Other special birds of the spring migration included this stunning Varied Bunting from early April.

And 28 warbler species!
Photos by: Mary Volz (in order: Bay-breasted Warbler, Magnolia Warbler, American Redstart
The fall migration (mid-July to December) is prolonged, and I tallied 564 birds of 100 species. The highlight of the fall migration was the RGV’s second record Flammulated Owl, that I was thrilled to have found myself on October 20th, which was a day-off for me! I remember that I felt a bit antsy because I had a bit too much coffee at home that morning, so I decided to go to the birding center to do a quick lap around the gardens when suddenly I flushed a small brown bird from the underbrush of the wild and unkept southeast corner of the gardens. My first thought was that I flushed a nightjar, but right when I locked in on it with my binoculars it suddenly turned its head 180 degrees and looked at me with its big, round, pitch-black eyes. I felt a chill go down my spine when I realized that I was looking at a Flammulated Owl and that it was looking right back at me! I had only ever heard one before once when I was camping next to the headwaters of the Rio Grande River in the San Juan Mountains of Colorado. I ended up staying at the center the whole rest of the day because birding friends from across the RGV came to go get a look at it! The little owl fell asleep right on the branch that I landed on when I flushed it and everyone that came to see it enjoyed amazing views of a usually extremely hard to see species! This tiny migratory owl is rare anywhere on the gulf coast, but if the species is migratory, there is a good chance that one day stop in for a rest on South Padre Island. The bird was a one-day wonder, as it was not found again the following day.

The other birder favorites of the fall migration were stunning males Golden-winged Warbler (a threatened species) and Black-throated Blue Warbler, a Sage Thrasher, and a Brown Creeper! All of which stayed for three to five days.


The Brown Creeper was every bit of a creep! Several birders that came to look for it reported the same experience. They would look for it for about an hour all over the gardens with no luck, get tired, sit down for a rest at one or the park benches, when suddenly the Brown Creeper would come creeping up the tree trunk right next to them! You don’t creep on the Creeper, the Creeper creeps on you!
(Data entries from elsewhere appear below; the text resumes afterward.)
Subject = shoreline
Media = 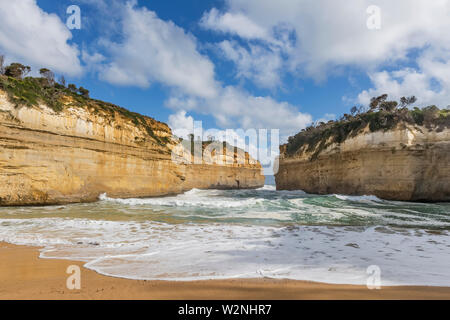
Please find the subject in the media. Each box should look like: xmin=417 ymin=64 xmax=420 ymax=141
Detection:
xmin=0 ymin=242 xmax=450 ymax=300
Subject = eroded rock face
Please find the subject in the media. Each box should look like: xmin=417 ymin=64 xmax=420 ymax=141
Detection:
xmin=275 ymin=124 xmax=450 ymax=202
xmin=0 ymin=90 xmax=264 ymax=205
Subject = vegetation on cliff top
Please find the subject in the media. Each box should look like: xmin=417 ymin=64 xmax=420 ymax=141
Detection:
xmin=0 ymin=55 xmax=168 ymax=145
xmin=284 ymin=94 xmax=450 ymax=159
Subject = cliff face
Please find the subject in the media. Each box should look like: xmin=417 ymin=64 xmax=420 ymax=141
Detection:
xmin=0 ymin=90 xmax=264 ymax=205
xmin=275 ymin=124 xmax=450 ymax=201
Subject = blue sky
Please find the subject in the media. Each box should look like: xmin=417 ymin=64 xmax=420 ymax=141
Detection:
xmin=0 ymin=0 xmax=450 ymax=174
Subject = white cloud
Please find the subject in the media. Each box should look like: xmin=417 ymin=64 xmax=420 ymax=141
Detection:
xmin=168 ymin=110 xmax=194 ymax=139
xmin=0 ymin=0 xmax=82 ymax=76
xmin=200 ymin=8 xmax=268 ymax=39
xmin=101 ymin=3 xmax=217 ymax=97
xmin=167 ymin=86 xmax=312 ymax=136
xmin=202 ymin=0 xmax=450 ymax=84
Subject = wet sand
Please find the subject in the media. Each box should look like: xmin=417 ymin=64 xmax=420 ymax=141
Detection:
xmin=0 ymin=243 xmax=450 ymax=300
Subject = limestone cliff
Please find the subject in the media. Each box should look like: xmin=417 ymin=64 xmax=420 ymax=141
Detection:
xmin=0 ymin=90 xmax=264 ymax=205
xmin=275 ymin=123 xmax=450 ymax=201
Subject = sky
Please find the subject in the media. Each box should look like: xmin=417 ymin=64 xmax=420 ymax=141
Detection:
xmin=0 ymin=0 xmax=450 ymax=175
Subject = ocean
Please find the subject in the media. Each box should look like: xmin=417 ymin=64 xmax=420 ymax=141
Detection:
xmin=0 ymin=185 xmax=450 ymax=286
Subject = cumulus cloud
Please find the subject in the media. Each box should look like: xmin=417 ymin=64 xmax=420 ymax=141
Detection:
xmin=96 ymin=3 xmax=311 ymax=133
xmin=168 ymin=110 xmax=194 ymax=139
xmin=358 ymin=48 xmax=450 ymax=107
xmin=0 ymin=0 xmax=82 ymax=76
xmin=101 ymin=3 xmax=217 ymax=97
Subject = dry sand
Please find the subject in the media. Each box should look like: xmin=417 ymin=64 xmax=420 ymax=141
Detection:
xmin=0 ymin=243 xmax=450 ymax=300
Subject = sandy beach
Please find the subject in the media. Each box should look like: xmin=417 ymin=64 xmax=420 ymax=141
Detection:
xmin=0 ymin=243 xmax=450 ymax=300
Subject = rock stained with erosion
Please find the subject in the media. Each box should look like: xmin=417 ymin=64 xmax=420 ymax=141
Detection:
xmin=0 ymin=90 xmax=264 ymax=205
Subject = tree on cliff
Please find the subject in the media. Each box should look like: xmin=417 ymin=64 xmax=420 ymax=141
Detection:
xmin=5 ymin=62 xmax=31 ymax=79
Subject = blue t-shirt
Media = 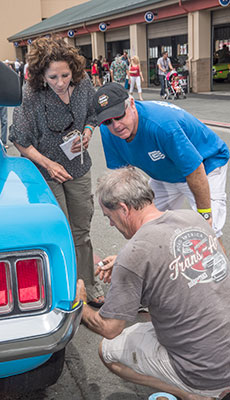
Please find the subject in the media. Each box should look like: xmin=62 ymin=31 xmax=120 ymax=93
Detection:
xmin=100 ymin=101 xmax=229 ymax=183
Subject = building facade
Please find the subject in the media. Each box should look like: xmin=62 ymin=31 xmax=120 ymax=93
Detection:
xmin=6 ymin=0 xmax=230 ymax=92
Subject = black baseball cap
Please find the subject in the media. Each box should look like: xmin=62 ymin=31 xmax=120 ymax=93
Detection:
xmin=93 ymin=82 xmax=129 ymax=125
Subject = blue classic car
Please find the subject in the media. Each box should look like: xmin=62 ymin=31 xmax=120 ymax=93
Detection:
xmin=0 ymin=63 xmax=82 ymax=392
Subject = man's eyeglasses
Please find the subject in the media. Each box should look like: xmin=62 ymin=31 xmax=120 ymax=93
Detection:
xmin=102 ymin=111 xmax=126 ymax=125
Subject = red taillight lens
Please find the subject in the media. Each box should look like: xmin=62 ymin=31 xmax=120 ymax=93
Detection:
xmin=16 ymin=259 xmax=43 ymax=304
xmin=0 ymin=262 xmax=8 ymax=307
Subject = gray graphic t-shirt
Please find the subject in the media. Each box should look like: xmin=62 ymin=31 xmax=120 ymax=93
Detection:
xmin=100 ymin=210 xmax=230 ymax=390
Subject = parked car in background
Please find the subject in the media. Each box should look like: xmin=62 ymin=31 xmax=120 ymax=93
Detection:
xmin=0 ymin=63 xmax=82 ymax=393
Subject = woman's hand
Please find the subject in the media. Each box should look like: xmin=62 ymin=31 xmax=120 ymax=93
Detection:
xmin=71 ymin=128 xmax=92 ymax=153
xmin=74 ymin=279 xmax=87 ymax=303
xmin=95 ymin=256 xmax=117 ymax=283
xmin=46 ymin=160 xmax=73 ymax=183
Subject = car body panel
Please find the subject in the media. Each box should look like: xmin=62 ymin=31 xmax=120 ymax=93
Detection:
xmin=0 ymin=141 xmax=82 ymax=378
The total number of passerines tallied in our native gardens this year 1,045 individuals of 121 species!! That’s close to half of the North American breeding passerine species! The individual bird count is what pleased me the most. To know that our native gardens helped that many birds in a year is encouraging and inspires us to keep with our conservation mission. Our forest is still quite young. I can only imagine how incredible it can become if we take care of it and keep expanding it into the future. It can be something unique, unlike any other park along the Texas coast! More birds also mean more birders! Who come from far and wide to enjoy the spectacle of migration on South Padre Island and, in turn, boost our economy! More birds also mean a happier life and community.